Die Gebäude wurden als dreigeschossige kubische Bauten mit Flachdächern entworfen, die punktuell mit einem Staffelgeschoss versehen werden. Der Entwurf sieht aktuell 55 Wohneinheiten vor. Das sind weniger als im Bestand. „Wenn man das Gebäude im Nord-Osten höher baut, könnte man noch weitere Wohnungen dazubekommen“, schlug Maurer vor. Überzeugt habe die Preisrichter auch der Lärmschutz: „Der Gebäuderiegel an der Stammheimer Straße bietet einen sehr guten Lärmschutz zur übrigen Bebauung und zum Innenhof“, sagte Maurer. Neben einer Lärmschutzwand im Norden seien auch Schallschutzfenster und eine schallgedämpfte Belüftung empfohlen. Die Grundrisse beim Siegerentwurf seien „gut geordnet“, befand Maurer: Wohn- und Schlafräume sind zu den lärmabgewandten Fassaden hin ausgerichtet. Vollverglaste Wintergärten und Loggien sollen ebenfalls den Schallschutz verbessern.

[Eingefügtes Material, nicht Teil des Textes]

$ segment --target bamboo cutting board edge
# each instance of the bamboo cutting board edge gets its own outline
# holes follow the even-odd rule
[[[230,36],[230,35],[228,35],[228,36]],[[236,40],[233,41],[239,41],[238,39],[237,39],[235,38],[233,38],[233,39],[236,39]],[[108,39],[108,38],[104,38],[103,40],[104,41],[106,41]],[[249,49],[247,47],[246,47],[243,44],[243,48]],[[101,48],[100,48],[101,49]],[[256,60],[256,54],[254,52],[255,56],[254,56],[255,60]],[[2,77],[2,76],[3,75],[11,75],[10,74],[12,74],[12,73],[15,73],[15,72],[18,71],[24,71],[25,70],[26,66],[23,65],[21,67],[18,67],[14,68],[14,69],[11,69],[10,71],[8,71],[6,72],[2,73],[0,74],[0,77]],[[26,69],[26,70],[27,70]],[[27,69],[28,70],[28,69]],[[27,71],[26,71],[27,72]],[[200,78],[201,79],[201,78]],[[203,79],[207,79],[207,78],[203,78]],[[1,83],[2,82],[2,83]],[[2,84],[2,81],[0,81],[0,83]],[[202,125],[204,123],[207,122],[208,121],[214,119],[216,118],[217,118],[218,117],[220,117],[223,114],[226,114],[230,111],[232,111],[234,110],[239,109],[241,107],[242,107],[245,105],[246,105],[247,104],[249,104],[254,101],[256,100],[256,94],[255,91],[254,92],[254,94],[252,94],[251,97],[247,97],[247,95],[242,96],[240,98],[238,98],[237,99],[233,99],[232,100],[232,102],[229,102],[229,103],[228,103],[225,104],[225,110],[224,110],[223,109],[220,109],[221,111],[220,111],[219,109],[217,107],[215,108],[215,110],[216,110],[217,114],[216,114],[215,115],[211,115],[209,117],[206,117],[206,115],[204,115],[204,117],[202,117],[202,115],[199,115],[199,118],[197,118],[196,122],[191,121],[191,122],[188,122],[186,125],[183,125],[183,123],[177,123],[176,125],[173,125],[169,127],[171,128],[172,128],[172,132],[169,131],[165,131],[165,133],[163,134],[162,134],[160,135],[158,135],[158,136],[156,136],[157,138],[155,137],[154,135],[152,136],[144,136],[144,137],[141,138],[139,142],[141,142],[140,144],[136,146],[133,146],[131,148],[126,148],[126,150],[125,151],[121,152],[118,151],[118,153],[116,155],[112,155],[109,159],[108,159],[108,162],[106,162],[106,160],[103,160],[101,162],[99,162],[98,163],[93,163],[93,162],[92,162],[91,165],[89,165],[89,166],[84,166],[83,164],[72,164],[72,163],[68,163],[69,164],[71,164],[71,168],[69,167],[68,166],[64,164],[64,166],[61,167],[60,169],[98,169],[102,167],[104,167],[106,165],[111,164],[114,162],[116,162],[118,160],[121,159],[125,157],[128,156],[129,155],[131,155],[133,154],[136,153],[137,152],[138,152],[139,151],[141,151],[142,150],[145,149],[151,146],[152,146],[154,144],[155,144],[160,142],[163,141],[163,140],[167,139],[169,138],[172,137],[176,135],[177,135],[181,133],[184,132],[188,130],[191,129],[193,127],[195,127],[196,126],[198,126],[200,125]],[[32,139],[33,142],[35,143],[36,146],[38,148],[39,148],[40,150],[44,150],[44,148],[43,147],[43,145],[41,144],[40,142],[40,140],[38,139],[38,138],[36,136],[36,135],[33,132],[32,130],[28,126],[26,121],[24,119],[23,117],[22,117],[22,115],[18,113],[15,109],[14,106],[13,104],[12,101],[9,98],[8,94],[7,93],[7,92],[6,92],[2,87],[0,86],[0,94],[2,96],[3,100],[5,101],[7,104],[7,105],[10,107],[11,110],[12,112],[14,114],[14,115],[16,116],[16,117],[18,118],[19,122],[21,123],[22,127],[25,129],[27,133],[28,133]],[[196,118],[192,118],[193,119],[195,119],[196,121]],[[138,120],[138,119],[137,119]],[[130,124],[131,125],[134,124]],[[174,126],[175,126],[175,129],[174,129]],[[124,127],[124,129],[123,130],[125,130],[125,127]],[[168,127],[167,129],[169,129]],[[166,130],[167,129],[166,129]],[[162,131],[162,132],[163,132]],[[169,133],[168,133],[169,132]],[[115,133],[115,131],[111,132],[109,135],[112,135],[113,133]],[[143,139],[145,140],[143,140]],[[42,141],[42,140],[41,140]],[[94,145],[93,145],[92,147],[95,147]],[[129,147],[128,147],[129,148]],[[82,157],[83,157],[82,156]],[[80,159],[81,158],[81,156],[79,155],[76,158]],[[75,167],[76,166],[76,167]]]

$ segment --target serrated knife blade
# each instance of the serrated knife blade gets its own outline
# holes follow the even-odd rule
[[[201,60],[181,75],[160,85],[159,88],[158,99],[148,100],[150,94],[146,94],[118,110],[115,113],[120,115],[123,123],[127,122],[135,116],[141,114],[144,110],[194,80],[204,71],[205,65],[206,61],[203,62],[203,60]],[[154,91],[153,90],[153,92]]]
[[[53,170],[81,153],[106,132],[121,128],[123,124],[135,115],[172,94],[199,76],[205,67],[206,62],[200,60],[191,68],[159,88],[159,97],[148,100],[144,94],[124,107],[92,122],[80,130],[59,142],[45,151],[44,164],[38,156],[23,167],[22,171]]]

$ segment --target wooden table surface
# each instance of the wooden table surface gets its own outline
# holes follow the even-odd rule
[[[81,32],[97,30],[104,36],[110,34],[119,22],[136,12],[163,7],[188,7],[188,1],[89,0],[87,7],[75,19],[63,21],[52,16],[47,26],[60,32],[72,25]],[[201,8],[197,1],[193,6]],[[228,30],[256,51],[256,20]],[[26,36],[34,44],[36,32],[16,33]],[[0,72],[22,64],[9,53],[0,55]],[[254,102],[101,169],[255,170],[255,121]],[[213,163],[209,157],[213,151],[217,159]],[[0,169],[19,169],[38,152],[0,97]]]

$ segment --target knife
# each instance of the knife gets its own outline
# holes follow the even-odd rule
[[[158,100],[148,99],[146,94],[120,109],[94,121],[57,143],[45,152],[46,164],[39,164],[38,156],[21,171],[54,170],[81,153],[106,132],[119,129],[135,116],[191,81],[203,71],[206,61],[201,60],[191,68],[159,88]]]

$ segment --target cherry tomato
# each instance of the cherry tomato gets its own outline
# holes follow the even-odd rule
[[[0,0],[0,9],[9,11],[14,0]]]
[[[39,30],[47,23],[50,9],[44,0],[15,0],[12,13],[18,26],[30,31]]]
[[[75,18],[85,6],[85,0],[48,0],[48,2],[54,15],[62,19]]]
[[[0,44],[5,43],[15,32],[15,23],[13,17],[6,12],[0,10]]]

Ein kleiner Kritikpunkt beim Siegerentwurf war allerdings, dass die Gebäude im Osten im Entwurf nah beieinander liegen, was aber noch verbessert werden könne.

Heimstättenstraße 1 als „Alleinstellungsmerkmal“ erhalten

Gut gefallen hat der Jury, dass beim denkmalgeschützten Bestandsgebäude an der Heimstättenstraße 1 die charakteristischen Elemente erhalten bleiben, es „schön freigestellt ist und so sein Alleinstellungsmerkmal behält“. Die Planer schlagen im Gebäude einen Nachbarschaftstreff mit Foyer und kleinem Saal vor, der für Ausstellungen, Konzerte und private Familienfeiern genutzt werden kann.

Ausreichend Stellplätze gibt es in einer Tiefgarage, die über die Wimpfener Straße erreichbar ist. An der Straße befinden sich auch die Besucherparkplätze.

Die Bezirksbeiräte zeigten sich fast durch die Bank äußerst angetan vom Siegerentwurf und waren voll des Lobes. Angeregt wurde die mögliche Nutzung von Strom durch die geplante Bioabfallvergärungsanlage. Dem Vorschlag Maurers, ein Gebäude höher zu bauen als geplant, wollten nicht alle am Ratstisch folgen. Und wenig Gutes konnte Susanne Bödeker von der Partei SÖS-Linke-Plus dem Konzept abgewinnen: „Bei mir hätte der Bestand den ersten Preis bekommen.“ Immerhin sei schön, dass das Gebäude an der Heimstättenstraße 1 erhalten bleibe.

Mehrheitlich, bei einer Gegenstimme von Bödeker und einer Enthaltung, nahmen die Räte zustimmend Kenntnis vom Ausgang des Wettbewerbs. Die Baugenossenschaft Zuffenhausen als Eigentümer und Bauherr wird nun mit ARP und den städtischen Planern den Entwurf überarbeiten und die Anregungen in einen Bauantrag einarbeiten.

Das Vorhaben stößt nicht überall auf Gegenliebe: Rund 200 Teilnehmer hatten im September unter anderem gegen den Abriss des Wohnblocks an der Stammheimer Straße demonstriert.